With an estimated 1,000 babies born in Scotland every week, RCM is recommending that midwifery staff remain on maternity wards.
“Our advice is that midwives shouldn’t be called in to provide other care,” Dr Ross-Davie added.
“We are also encouraging midwives who have retired in the last three years to sign up for an emergency register – and midwifery students nearing the end of their training to extend their time in hospitals.
“It’s important to remember that midwives are also experiencing something completely new. But everyone is going through this together.
“Maternity services are open to care for women as we always are, through whatever is going on. We will continue to make it as positive and special an experience as we possibly can. Once the door to that labour room is closed, it doesn’t matter what is going on outside.
“We will focus on getting through that labour and birth together. This is still going to be a special time. So mums-to-be need to try to relax and look after themselves as much as they can.” Meanwhile, the RCM is calling for maternity services to be ring-fenced during the crisis to ensure women receive safe care.

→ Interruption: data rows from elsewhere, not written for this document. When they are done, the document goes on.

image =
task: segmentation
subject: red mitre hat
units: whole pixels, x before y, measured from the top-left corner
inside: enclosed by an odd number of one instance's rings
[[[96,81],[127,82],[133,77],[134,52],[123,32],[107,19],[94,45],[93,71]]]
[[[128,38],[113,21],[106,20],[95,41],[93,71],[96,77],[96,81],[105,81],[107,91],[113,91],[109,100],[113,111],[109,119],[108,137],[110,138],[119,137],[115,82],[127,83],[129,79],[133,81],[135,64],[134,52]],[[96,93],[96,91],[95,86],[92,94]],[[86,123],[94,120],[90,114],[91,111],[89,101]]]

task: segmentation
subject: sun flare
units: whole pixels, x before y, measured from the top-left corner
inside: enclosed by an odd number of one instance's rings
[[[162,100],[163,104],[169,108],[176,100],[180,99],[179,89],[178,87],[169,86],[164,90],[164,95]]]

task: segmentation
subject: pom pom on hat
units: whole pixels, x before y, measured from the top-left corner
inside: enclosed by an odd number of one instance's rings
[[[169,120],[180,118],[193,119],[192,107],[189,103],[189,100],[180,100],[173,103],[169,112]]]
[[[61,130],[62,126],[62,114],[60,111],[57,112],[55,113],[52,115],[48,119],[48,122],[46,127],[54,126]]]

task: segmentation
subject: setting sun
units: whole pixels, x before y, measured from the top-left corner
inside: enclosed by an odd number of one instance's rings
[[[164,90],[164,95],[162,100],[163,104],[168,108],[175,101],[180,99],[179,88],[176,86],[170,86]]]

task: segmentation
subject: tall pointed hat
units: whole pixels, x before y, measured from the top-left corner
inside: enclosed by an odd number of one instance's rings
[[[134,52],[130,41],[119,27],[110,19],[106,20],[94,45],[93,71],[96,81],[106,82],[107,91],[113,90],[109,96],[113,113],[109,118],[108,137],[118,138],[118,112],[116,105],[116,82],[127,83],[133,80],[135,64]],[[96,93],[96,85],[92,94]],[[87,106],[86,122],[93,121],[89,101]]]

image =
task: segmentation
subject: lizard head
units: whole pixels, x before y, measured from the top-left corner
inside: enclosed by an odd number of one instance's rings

Chief executive Gill Walton said: “Women are still pregnant, still having babies, and they need the care and support of properly resourced maternity services.”
This should be the happiest time of my life but I’m worried I could pass the virus on to my baby
Shaunna Crawford’s baby is due today but what should be one of the happiest, most exciting experiences of her life has become fraught with worry and uncertainty.
“It’s been so up and down,” said the 28-year-old mum-to-be. I’ve been at home for two weeks now. As soon as all this started I just didn’t want to take the chance.
“There’s so much uncertainty. I’m worried in case I catch the virus and pass it on to the baby, worried about what it’s going to be like in hospital with visiting off-limits – and about what will happen coming home with a new baby and no support.
“It’s supposed to be such a happy experience, but I feel like we have been robbed of one of the most amazing times of our lives.”
Shaunna, from Blantyre, South Lanarkshire, had her last antenatal appointment two weeks ago. But with the baby due imminently, Shaunna and partner Gary Lindsay have received little guidance on what will happen when she goes into labour.
“I asked my midwife what the situation would be and she didn’t seem to know,” she said. “I feel really anxious. I’m a realist and appreciate things are changing every day, but I want to be prepared.”
Shaunna is hoping for a natural birth so she can get straight home but, with family not allowed to visit due to social distancing, she will have to rely on Gary, 26, for support. “I’m confident we will cope – but others might not be so lucky. At least this way we can enjoy being in our little bubble and adjust to life as first-time parents.
“And we know that everyone will meet the baby eventually, perhaps just a little later than we’d hoped.”
Expectant mums told: Don’t panic
by Dr Mary Ross-Davie, RCM director for Scotland
None of us had even heard of the phrases self-isolation or social distancing two weeks ago.
Even though the Prime Minister has defined pregnant women in the vulnerable group, they are not more susceptible to contracting the virus than the general population and do not become more unwell than the general public if they do get it.
Healthy, pregnant woman with no underlying medical conditions are being advised to practice very safe social distancing, not self-isolating.
The only time you would need to self-isolate – that is, staying in a room separate from everyone else in the household – is if you are showing symptoms.
We’re finding some people are confused and think they need to stay indoors if they are pregnant – but we couldn’t do that for 40 weeks!
The important thing to emphasise is that pregnant women must remain active. If they aren’t moving, that could lead to a whole host of other problems, such as deep vein thrombosis.
After the baby is born you still need to be active. Just make sure it is at a safe social distance.